Hawk-eyed Graila follows.

They take the loot beyond the wall, into the lumber districts. They move down a raucous street hung with violet-and-green paper lanterns, the light casting sickly tints across their faces. They enter one of Alstorum’s few well-maintained edifices, shoulder their way through the crowded taproom on its first floor, and mount the dingy stairs to its stone-and-spackle second floor.

The crescent Mother moon rises, a bare sliver of the Daughter peeking out from her light side. Diak’zinae of the Voraag River Pack goes to work.

Four orcs in tactical harness, with zipties, duct tape, hatchets, and knives. One half orc with a guitar and a campground generator. They stack up on the taphouse’s alley-side wall, among the crumpled cans and animal dung.

The O-dub proto-punk music coming from inside is more than loud enough to cover them down here, but upstairs is another story.
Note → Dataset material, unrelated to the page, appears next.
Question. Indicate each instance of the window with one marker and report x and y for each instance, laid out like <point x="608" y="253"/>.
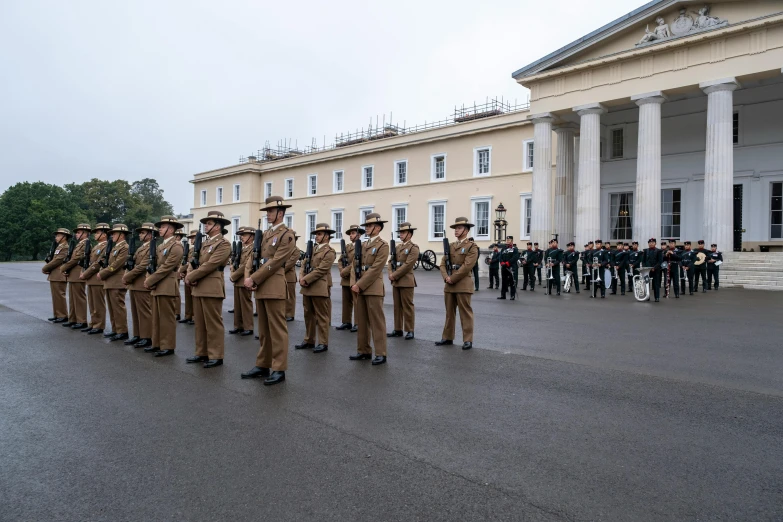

Nick tugs the starting cable on the generator, sits cross-legged next to it, and flicks the travel amp on.

“This isn’t great conditions.” He plays an experimental strum; it’s barely audible over the ambience. “Best if we go with a single infiltrator. Otherwise, the power draw might hit the taphouse.”

Dee takes a spool of nylon rope from Warrin’s harness. “Use me.”

They gather around him in a huddle as a turned-faucet flow of fingerpicked tones drip from his guitar. He must be an old hand at this spell; it only takes a minute of music and a rising hum out of his throat for her to feel the shift in the air.

Nick focuses on her. Her vision goes tight as he draws her eyes into his own. “Be silent,” he intones.

The world muffles like a blanket was put over it. The generator sputters. Nick keeps playing, his guitar reduced to tinny acoustic plucks until his amp returns to life. “Is it working?” Graila murmurs.

Something’s happening for sure, Dee says, and feels her lips and her vocal cords move. But no sound comes out. Her eyebrows raise.

She claps her hands, hard. Nothing. This is so fuckin’ weird, she says and doesn’t say. She flashes everyone the thumbs-up, then sticks the nylon rope between her teeth.

Not a sound as she scales the building. No scrapes from her boots, no scratches of her fingers for purchase, no impact of her body against the wall. She tests the padlock on its cage and as it clatters against its latch, it is totally silent. She chuckles.

This lock is cheap crap. Don’t need Nicky for this one. She threads her forearm through the gap in the bars, braces herself on the outside wall as she pulls out her rake pick, and a scant thirty seconds later, she drops the lock into Warrin’s outstretched palm. The cage swings out.

Dee’s two steps into the hallway when Ugly the bugbear strolls round a corner.